3. Merge Feature Branch into Main (merge <branch>)

  1. Detect the integration branch (main or master): git branch -a | grep -E '^\*?\s*(main|master)$'.
  2. Show a summary of commits to be merged: git log main..<branch> --oneline.
  3. Ask for confirmation before merging.
  4. Switch to main/master: git checkout main (or master).
  5. Merge with --no-ff to preserve branch history: git merge --no-ff <branch>.
  6. Report the result. On conflict, stop and list the conflicting files without attempting to resolve them — that is for the developer to handle.

4. File Change Summary (summary <file>)

  1. Run git diff HEAD -- <file> for the full diff against HEAD.
  2. Run git log --oneline -10 -- <file> for recent commit history on that file.
  3. Produce a concise bullet-point summary: what sections changed and why, inferred from the diff and commit messages.

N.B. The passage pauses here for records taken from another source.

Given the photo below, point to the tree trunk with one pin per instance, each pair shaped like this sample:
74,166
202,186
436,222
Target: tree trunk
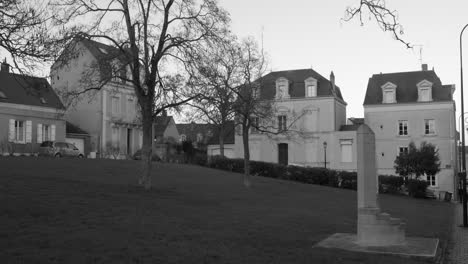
245,140
221,140
147,149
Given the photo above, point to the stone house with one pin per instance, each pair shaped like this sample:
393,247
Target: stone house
30,113
109,112
413,106
314,111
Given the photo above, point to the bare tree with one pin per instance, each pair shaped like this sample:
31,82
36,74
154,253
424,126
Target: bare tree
25,33
153,36
215,73
249,106
386,18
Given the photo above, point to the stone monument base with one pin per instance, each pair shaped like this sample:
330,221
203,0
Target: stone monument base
413,246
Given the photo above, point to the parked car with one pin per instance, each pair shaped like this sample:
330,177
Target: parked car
137,156
59,149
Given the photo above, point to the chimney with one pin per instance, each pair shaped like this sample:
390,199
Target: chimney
5,66
332,80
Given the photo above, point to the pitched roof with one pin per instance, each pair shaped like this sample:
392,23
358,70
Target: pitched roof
406,91
209,131
28,90
160,124
296,80
73,129
353,127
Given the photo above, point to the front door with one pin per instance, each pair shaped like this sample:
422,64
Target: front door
129,141
283,153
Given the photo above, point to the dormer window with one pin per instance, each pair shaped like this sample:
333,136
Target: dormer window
389,93
310,87
282,88
424,91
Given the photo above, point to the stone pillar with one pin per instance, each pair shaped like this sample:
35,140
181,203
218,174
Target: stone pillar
367,183
374,228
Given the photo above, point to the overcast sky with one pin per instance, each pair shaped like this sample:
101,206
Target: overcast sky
308,33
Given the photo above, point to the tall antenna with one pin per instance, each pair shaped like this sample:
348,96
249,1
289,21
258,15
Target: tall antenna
420,52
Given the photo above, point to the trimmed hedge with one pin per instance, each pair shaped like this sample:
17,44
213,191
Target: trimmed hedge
320,176
390,184
417,188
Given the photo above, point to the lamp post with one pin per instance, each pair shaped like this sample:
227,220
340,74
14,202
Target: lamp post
465,222
325,154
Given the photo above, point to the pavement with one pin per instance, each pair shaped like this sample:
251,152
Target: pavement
458,246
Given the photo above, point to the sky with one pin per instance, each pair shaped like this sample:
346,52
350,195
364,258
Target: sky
301,34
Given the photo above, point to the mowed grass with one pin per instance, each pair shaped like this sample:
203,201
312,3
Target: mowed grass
90,211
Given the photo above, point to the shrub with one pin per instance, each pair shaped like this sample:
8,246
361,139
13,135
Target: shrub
347,180
417,188
390,184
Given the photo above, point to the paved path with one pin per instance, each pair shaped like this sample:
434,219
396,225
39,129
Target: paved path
458,247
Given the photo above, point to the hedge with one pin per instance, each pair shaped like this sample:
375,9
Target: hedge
321,176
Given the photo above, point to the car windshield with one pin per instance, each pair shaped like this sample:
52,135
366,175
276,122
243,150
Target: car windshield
47,144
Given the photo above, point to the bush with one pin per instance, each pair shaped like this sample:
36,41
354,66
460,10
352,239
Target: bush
347,180
390,184
417,188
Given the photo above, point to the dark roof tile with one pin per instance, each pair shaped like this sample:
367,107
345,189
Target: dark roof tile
406,91
28,90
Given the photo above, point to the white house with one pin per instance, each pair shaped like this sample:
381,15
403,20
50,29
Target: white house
413,106
313,111
110,115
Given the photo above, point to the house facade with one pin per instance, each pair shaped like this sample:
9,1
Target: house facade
109,114
312,113
414,107
30,113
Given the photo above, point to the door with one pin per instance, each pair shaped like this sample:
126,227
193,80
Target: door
283,153
78,142
129,142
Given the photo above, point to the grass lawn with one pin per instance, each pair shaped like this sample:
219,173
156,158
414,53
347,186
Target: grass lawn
90,211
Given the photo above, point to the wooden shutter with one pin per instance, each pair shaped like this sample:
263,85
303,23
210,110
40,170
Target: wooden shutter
28,131
11,132
52,132
39,133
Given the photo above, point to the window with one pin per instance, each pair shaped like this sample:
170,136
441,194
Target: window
19,131
424,91
403,127
346,150
388,93
254,125
429,127
431,180
115,105
282,123
311,91
130,107
402,150
115,136
255,92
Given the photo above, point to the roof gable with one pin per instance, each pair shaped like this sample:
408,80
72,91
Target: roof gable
296,80
406,87
28,90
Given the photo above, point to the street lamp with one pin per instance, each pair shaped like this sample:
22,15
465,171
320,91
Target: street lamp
325,154
463,174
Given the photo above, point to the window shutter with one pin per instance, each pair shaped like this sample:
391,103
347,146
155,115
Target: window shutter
39,133
11,132
52,132
28,131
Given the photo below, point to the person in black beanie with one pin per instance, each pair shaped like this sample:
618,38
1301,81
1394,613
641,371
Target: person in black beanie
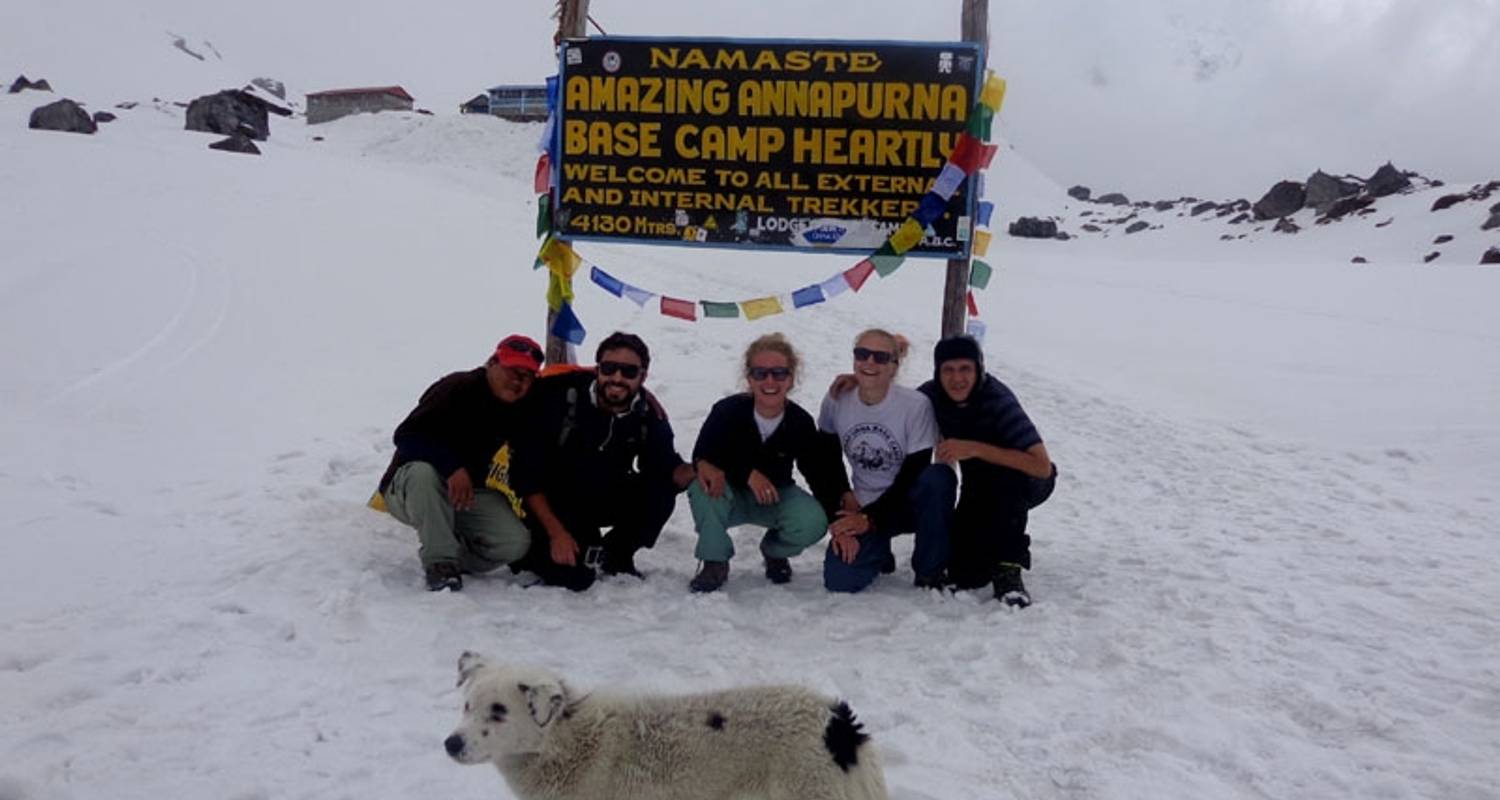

Keep it under 15 bullets. Do NOT include numeric stats (lines added/removed, file counts, test counts, or any other numbers).

Constraints

  • DO NOT include numeric stats in any summary or report (files changed, lines added/removed, tests passed, lint errors, or any other counts).
  • DO NOT edit, create, or delete source files.
  • DO NOT force-push or use --force flags on any branch.
  • DO NOT run git reset --hard without explicit user confirmation.
  • DO NOT resolve merge conflicts automatically — report them and stop.
  • ALWAYS confirm before destructive or shared-branch operations (merge, branch delete).
  • NEVER skip commit hooks (--no-verify).